Remove lines between patterns and print all if any of patterns doesn't exists

Question

I have next file:

G
H
A
B
C
D
N

Let's delete lines from A to D and we will get next output:

G
H
N

It's very easy to do with sed '/A/,/D/d , but if my file don't have D, then output will be empty. I want if there isn't second pattern (D) do not delete anything and show full file.

Second question - how to delete lines between patterns and next line after (N)? Kind of sed '/A/,+1d , but sed '/A/,/D/+1d will not work.
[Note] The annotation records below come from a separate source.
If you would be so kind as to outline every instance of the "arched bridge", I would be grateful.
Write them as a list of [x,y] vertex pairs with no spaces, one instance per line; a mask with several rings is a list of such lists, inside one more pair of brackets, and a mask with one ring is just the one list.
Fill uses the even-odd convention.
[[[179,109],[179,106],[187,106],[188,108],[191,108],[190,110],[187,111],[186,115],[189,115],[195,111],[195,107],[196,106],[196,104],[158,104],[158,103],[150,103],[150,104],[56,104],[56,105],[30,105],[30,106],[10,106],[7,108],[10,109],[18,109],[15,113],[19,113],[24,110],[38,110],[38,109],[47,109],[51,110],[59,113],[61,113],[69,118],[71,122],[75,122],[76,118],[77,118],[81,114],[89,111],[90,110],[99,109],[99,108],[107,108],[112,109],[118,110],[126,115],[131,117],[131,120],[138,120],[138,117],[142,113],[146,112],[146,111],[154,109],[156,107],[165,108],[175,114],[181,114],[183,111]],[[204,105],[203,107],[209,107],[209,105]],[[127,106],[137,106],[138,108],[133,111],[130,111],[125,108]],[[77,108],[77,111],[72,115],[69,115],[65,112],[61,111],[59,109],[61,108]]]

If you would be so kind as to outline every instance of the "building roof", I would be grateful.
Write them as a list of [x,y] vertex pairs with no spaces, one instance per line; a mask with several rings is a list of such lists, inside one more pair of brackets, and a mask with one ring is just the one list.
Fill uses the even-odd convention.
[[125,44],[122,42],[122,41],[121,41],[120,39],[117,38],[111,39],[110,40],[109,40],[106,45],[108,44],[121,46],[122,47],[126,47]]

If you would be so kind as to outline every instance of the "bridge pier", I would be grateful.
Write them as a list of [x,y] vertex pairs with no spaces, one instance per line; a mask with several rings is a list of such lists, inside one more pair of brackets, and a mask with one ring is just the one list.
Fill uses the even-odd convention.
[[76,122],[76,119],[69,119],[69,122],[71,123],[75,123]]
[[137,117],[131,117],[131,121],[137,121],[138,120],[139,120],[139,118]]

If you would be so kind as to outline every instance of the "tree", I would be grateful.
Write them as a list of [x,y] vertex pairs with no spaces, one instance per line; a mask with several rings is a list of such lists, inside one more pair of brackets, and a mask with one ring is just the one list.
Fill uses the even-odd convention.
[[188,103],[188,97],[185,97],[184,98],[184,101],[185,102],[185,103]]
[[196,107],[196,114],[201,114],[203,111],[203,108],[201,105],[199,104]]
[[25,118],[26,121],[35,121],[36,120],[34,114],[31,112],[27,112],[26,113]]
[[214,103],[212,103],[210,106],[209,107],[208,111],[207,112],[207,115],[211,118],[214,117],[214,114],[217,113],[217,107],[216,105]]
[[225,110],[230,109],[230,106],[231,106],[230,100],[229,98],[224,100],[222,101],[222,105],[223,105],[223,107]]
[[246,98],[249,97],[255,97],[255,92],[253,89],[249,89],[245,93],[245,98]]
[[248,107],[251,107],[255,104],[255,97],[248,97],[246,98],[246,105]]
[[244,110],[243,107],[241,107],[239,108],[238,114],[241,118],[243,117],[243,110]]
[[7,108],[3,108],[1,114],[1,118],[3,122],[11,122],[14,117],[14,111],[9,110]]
There is no different for me to use sed, awk or python/bash scripts.

Answer 1

With 2 pass awk you can do this:

# when 2nd pattern is not found
awk -v ps='A' -v pe='P' 'NR==FNR{if ($0 ~ ps) start=FNR; else if ($0 ~ pe) stop=FNR; if (stop) nextfile; else next} !stop || FNR<start || FNR>stop' file file
G
H
A
B
C
D
N

# when 2nd pattern is found
awk -v ps='A' -v pe='D' 'NR==FNR{if ($0 ~ ps) start=FNR; else if ($0 ~ pe) stop=FNR; if (stop) nextfile; else next} !stop || FNR<start || FNR>stop' file file
G
H
N

About your 2nd part you can tweak this awk a bit with another parameter:

awk -v n=2 -v ps='A' -v pe='D' 'NR==FNR {
   if ($0 ~ ps)
      start=FNR
   else if ($0 ~ pe)
      stop=FNR+n
   if (stop)
      nextfile
   else
      next
}
!stop || FNR<start || FNR>stop' file file

Answer 2

One option out of many that use perl: hold the text in an accumulator once you see A , then print them at the end if you didn't see D . That way you only make one pass through the file (although you use a lot of memory for big files!).

use strict; use warnings;
my $accumulator = '';  # Text we're holding while we wait for a "D"
my $printing = 1;      # Are we currently printing lines?

while(<>) {
    if(/A/) {  # stop printing; start accumulating
        $printing = 0;
        $accumulator .= $_;    # $_ is the current line
        next;
    }

    if(/D/) {  # we got a D, so we're back to printing
        $accumulator = '';   # discard the text we now know we're deleting
        $printing = 1;
        next;
    }

    if($printing) {
        print;
    } else {
        $accumulator .= $_;
    }
}

print $accumulator;  # which is empty if we had both A and D

I tried this on your testcase, and on your testcase with the D removed. It can also handle files with multiple A / D pairs. I have not tested it on files where the D comes before the A , or on files with a single line including both A and D .

Answer 3

With D :

$ awk '
/A/ || f { 
    f=1                   # flag up
    b=b (b==""?"":ORS)$0  # buffer...
    if(/D/) {             # until D
        print b           # output...
        b=f=""            # and reset buffer and flag
    }
    next
}
END {                     # output if rows runout before finding D
    if(b)
        print b
}1' file                  # output outside the range
G
H
A
B
C
D
N

With missing D :

$ cat file2
G
H
A
B
C
N
$ awk '/A/||f{f=1;b=b (b==""?"":ORS)$0;if(/D/){print b;b=f=""}next}END{if(b)print b}1' file2
G
H
A
B
C
N

Answer 4

This might work for you (GNU sed):

sed '/A/{:a;N;/D/!ba;d}' file

Match on A and then gather up lines in the pattern space until a match on D then delete the pattern space. If a D is not matched the N command will terminate sed processing and by default this prints whatever is found in the pattern space.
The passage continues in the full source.